Tainio: A very tactical player

Teemu Tainio got some rare praise from Patrick Barclay in the Telegraph today. He’s been out of the side and struggling for form when playing with the national team (he’s been fresh, so full of running, but lacking a bit of sharpness), so it’s good to see him starting to play a key role for Spurs in their cup games this week. He seems to have tempted fate though, and Tottenham got panned at Old Trafford today.

Tainio is a ‘front sweeper’

Not for the first time, we are talking – yes, you’ve guessed it – holding midfielders. For me, there was no brighter star of last week’s show than Teemu Tainio. Not even King or the indefatigably brilliant Robbie Keane, whose instant short pass to set up Lennon’s goal came from the very soul of football (you could envisage Ron Greenwood, say, beaming at its deft selflessness). Or Jermaine Jenas, who not only scored but helped Tainio to seal the fringes of Spurs’ penalty area. The Finn, acting as what used to be called a “front sweeper”, was fundamental in the frustration of an Arsenal side enhanced (though they did not wish it thus) by the appearance of Cesc Fabregas as an early substitute for the injured Denilson. This was tactically clever and you wonder what Ramos will have in store for Sir Alex Ferguson today as he seeks to preserve a personal record of no defeats in cup ties for the best part of two years.

Poyet paid tribute to Tainio when the Uruguayan, a very different type in that almost all his efforts were concerned with attack when he bestrode the midfields of Chelsea and Tottenham, spoke to the press on Friday. “He’s very clever,” said Poyet. “He understands what the manager wants and the needs of the team. Positionally he is different class. He knows when to play it simple – and when to make a foul sometimes! All these ingredients make for a very tactical player. He is very important for us.”

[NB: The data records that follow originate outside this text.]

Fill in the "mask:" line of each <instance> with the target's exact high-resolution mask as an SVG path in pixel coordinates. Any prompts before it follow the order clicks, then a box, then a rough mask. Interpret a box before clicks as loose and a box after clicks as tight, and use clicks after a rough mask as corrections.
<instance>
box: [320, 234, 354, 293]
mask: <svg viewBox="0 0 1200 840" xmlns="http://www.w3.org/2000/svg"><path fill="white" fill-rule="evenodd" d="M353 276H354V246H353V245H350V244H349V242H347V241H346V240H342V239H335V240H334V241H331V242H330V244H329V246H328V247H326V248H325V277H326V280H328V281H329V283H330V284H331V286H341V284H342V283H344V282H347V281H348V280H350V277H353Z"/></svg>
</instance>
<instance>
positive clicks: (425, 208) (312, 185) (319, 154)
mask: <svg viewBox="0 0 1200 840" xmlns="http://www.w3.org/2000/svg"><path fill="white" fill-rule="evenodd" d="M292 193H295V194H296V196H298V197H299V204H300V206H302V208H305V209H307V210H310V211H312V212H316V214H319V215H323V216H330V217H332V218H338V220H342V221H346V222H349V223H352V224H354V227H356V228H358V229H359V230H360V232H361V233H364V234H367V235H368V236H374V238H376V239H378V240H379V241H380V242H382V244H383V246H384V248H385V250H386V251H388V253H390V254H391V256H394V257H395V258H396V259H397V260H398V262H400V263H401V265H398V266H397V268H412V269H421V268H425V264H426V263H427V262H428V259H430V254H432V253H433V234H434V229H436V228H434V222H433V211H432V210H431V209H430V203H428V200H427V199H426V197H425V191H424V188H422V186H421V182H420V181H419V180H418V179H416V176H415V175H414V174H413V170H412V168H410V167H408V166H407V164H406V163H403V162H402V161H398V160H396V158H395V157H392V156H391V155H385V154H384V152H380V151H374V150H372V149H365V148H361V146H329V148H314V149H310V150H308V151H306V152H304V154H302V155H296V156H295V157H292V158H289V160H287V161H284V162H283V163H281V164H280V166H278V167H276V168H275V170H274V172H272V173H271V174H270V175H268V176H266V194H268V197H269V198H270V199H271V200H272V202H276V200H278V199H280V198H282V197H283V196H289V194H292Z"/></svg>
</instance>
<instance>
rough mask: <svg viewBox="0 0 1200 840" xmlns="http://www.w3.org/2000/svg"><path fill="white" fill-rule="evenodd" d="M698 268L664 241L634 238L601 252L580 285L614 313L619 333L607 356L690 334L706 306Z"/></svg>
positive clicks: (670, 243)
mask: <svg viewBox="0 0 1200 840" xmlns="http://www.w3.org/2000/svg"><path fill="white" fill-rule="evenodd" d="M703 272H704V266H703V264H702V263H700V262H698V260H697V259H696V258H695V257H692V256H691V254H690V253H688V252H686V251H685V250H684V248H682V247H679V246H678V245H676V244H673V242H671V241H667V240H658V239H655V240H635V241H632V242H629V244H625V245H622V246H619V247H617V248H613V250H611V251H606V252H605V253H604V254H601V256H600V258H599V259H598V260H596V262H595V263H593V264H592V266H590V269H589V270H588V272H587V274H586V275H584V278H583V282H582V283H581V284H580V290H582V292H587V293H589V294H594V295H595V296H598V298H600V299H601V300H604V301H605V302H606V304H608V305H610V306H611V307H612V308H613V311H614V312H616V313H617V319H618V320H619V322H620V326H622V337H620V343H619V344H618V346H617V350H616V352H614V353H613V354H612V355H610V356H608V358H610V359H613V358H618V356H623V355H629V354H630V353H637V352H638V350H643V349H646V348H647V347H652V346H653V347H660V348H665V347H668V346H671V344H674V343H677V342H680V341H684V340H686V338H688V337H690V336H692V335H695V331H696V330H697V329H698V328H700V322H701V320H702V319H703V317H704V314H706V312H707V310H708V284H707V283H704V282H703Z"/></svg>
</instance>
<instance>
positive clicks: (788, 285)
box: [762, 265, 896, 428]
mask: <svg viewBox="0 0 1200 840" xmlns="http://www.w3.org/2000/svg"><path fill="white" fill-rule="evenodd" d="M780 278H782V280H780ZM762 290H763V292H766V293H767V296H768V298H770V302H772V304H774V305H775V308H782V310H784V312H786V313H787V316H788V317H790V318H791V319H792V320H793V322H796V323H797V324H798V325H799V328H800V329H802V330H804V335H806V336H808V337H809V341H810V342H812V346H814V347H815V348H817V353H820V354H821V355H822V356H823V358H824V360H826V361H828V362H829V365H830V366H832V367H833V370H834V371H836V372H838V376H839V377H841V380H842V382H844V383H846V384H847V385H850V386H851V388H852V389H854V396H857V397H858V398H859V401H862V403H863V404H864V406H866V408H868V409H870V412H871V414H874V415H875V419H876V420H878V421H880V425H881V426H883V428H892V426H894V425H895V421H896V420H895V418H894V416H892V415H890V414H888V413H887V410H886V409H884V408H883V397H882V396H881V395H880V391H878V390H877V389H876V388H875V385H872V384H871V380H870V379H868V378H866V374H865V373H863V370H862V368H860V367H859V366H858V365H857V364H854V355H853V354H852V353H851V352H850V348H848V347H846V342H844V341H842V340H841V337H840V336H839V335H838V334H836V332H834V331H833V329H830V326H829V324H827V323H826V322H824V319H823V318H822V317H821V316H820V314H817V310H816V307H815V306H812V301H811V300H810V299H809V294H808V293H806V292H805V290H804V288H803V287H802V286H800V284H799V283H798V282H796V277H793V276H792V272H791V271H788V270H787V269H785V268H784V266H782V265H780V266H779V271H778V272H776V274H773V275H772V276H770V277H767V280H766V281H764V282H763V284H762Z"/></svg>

Now I know we are not supposed to condone tactical fouling – and, for what it is worth, I thought almost all of Tainio’s interventions against Arsenal were clean anyway – but it can be a vital part of the holding role in the modern game and there could be no complaints from Wenger because, in this respect, he is no purist, as scrutiny of the habits of, say, Gilberto Silva, or before him Patrick Vieira would confirm. Even at Arsenal, no one mistakes football for a beauty contest and you can be sure that their great rivals’ more glamorous players, led by Dimitar Berbatov, will not want to go to Wembley without Tainio.

Pekka Hämelainen has announced that SPL’s preferred candidate to be national team manager is Stuart Baxter. Another Svecophile (is that a word?) Englishman, Baxter has managed Basel and South Africa, as well as England Under 19s and a variety of Scandinavian clubs. He has a good reputation in Sweden and has managed to emerge unscathed from Helsingborg’s travails, which were caused by more senior people than coaches.

It’ll be interesting to see how much confidence the prevaricating old fellas have in this appointment (if indeed it is confirmed, although I doubt they’d announce it like this unless they were confident). Litmanen and Hyypiä are still to decide what to do, with Kaven and Nurmela already having retired from the national team. The latter two played bit parts at best, but Litti and Hyypiä could make a big difference – even if it’s only to improve morale.